Ossido di stagno (IV): proprietà, usi

L’ossido di stagno (IV) SnO2 , noto come ossido stannico è un ossido anfotero in cui lo stagno presenta numero di ossidazione +4. È un componente naturale della crosta terrestre e presente nella cassiterite, minerale da cui si ottiene il metallo.

L’ossido di stagno (IV) un materiale semiconduttore con un gap energetico di circa 3.6  eV ed è sensibile alla presenza di gas circostanti.  Trova utilizzo nei diodi, transistor, display a cristalli liquidi, condensatori, celle solari, sensori di gas e altri dispositivi optoelettronici .

Proprietà

È un solido incolore, poco solubile in acqua e in etanolo, solubile in acido cloridrico e acido solforico concentrati e in soluzioni concentrate di idrossido di sodio o di potassio a caldo.

Per le sue proprietà anfotere reagisce con  gli acidi concentrati come HCl per dare cloruro di stagno (IV):
SnO2 + 4 HCl → SnCl4 + 2 H2O

In eccesso di HCl il cloruro di stagno (IV) forma il complesso esaclorostannato (IV):
SnCl4 + 2 Cl → SnCl6

In presenza di una soluzione di NaOH a caldo dà luogo alla formazione del complesso esaidrossostannato (IV):
SnO2 + 2 OH + 2 H2O  → [Sn(OH)6]2- + 2 H2O

Sintesi di nanoparticelle di ossido di stagno (IV)

La ricerca si è indirizzata alla sintesi di nanoparticelle di ossido di stagno (IV) per applicazioni che vanno dalla loro incorporazione come opacizzante negli smalti ceramici a tecnologie avanzate tra cui sensori di gas, batterie agli ioni di litio, rivestimenti per finestre a basse emissioni, touch screen.

Una metodologia prevede la dissoluzione di cloruro di stagno (II) biidrato in acqua.
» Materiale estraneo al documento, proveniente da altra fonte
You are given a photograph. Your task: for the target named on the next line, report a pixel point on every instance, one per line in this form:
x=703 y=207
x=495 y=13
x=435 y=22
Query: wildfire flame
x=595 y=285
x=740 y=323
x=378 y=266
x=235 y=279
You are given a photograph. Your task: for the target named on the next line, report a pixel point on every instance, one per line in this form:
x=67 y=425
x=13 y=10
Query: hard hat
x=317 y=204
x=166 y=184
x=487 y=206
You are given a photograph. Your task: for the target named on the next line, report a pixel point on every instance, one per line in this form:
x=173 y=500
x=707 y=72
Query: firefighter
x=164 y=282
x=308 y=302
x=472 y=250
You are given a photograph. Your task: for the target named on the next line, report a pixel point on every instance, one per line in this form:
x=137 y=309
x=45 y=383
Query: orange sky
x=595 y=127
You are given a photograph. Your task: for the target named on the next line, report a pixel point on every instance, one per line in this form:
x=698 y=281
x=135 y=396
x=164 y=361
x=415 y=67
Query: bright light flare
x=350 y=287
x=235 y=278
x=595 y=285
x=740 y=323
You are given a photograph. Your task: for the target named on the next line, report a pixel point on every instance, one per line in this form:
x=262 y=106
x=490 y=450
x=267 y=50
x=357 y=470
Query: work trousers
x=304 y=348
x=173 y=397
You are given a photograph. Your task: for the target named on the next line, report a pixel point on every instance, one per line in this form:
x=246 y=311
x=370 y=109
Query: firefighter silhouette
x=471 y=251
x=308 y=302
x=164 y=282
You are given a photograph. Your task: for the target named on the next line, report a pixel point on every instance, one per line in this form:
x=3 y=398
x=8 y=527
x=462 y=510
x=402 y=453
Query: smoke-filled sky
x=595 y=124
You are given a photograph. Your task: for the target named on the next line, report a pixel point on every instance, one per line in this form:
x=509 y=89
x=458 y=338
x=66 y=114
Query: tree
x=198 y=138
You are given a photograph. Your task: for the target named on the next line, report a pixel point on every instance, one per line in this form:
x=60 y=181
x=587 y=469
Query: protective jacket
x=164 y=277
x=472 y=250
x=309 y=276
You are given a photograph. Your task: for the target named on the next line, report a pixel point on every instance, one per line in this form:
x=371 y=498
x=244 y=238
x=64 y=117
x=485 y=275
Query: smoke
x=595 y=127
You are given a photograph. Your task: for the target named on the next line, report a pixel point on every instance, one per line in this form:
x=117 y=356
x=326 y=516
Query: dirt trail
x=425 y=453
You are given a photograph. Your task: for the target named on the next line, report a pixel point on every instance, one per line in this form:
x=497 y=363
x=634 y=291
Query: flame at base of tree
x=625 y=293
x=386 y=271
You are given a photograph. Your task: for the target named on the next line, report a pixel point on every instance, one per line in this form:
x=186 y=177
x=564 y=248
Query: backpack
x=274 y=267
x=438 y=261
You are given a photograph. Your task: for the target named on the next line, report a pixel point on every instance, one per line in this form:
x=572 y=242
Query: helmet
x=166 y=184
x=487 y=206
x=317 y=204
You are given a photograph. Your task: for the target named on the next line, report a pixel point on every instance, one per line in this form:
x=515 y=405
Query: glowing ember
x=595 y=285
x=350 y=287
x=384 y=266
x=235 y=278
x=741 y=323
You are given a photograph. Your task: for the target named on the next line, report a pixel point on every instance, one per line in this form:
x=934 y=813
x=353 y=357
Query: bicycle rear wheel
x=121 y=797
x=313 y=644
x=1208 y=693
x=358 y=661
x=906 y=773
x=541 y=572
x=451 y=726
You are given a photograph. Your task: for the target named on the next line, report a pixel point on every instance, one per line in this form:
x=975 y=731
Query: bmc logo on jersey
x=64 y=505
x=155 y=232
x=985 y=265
Dopo l’aggiunta di ammoniaca si ottiene un gel che è filtrato a messo a 80°C per 24 ore. Infine le nanoparticelle si formano alla temperatura di 550°C.

Le condizioni di pH, la concentrazione delle sostanze chimiche, il tempo di reazione e la temperatura influenzano le dimensioni e la morfologia delle nanoparticelle. Le nanoparticelle di ossido di stagno sono un semiconduttore di tipo n con un ampio intervallo di banda, adatto per film sottili e applicazioni di rivestimento funzionale, inchiostri conduttivi nonché dispositivi optoelettronici e celle solari.

Reazioni

Reagisce con agenti riducenti trasformandosi in metallo. Reagisce con il carbonio formando biossido di carbonio secondo la reazione:
SnO2 + C → Sn + CO2

L’ossido di stagno (IV) è ridotto dall’idrogeno ad elevate temperature:
SnO2 + 2 H2 → Sn + 2 H2O

Usi

Oltre che come semiconduttore l’ossido di stagno (IV) trova utilizzo nei prodotti cosmetici dove  funge da agente abrasivo, volumizzante e opacizzante.

È usato nella formulazione di pigmenti compositi insieme alla mica e al biossido di titanio per dare un effetto lucido e perlescente. È utilizzato come catalizzatore, nello stucco, come polvere lucidante per acciaio e vetro, negli smalti e nei colori ceramici.